Search code examples
apache-kafkaapache-kafka-streams

Will Kafka Streams guarentee at-least once processing in stateful processors even when Eaxctly-once is disabled?


This question comes in mind as we are running kafka streams applications without EOS enabled due to infra constraints. We are unsure of its behavior when doing some custom logic using transformer/processor API with changeloged state stores .

Say we are using following topology to de-duplicate records before sending to downstream:

[topic] -> [flatTransformValues + state store] -> [...(downstream)]

the transformer here will compare incoming records against the state store and only forward + update the record when there's a value change, so for messages [A:1], [A:1], [A:2], we expect downstream will only get [A:1], [A:2]

Question is when failures happens, is it possible that [A:2] get stored in the state store's changelog, while downstream does not receive the message, so that any retry reading [A:2] will discard the record and its lost forever?

If not, please tell me if any mechanism prevent this happening, one way i think it could work is if kafka stream produce to changelog topics and commit offsets only after produce to downstream succeeds?

Much appreciated!


Solution

  • Question is when failures happens, is it possible that [A:2] get stored in the state store's changelog, while downstream does not receive the message, so that any retry reading [A:2] will discard the record and its lost forever?
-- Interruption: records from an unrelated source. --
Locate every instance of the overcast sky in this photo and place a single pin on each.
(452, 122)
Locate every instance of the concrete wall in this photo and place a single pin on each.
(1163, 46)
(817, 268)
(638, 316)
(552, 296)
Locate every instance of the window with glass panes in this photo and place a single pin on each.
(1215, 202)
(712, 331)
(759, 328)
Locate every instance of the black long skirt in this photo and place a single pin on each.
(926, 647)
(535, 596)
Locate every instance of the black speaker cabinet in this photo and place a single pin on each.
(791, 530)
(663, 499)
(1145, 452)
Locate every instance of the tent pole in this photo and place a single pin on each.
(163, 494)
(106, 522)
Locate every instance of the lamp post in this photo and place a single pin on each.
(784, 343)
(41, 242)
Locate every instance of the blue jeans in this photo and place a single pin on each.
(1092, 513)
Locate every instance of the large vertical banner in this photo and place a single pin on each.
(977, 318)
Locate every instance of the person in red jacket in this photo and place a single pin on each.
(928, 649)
    Yes, that's possible. At-least-once only guarantees that the event will be re-read and re-processed. But for your case, the modified state would modify the second processing and detect the event as a duplicate.

    In the end, it does not make sense anyway, to write a de-duplication program and not use exactly-once guarantees anyways. Even if you could prevent the scenario you describe, using at-least-once processing could introduce duplicates by itself...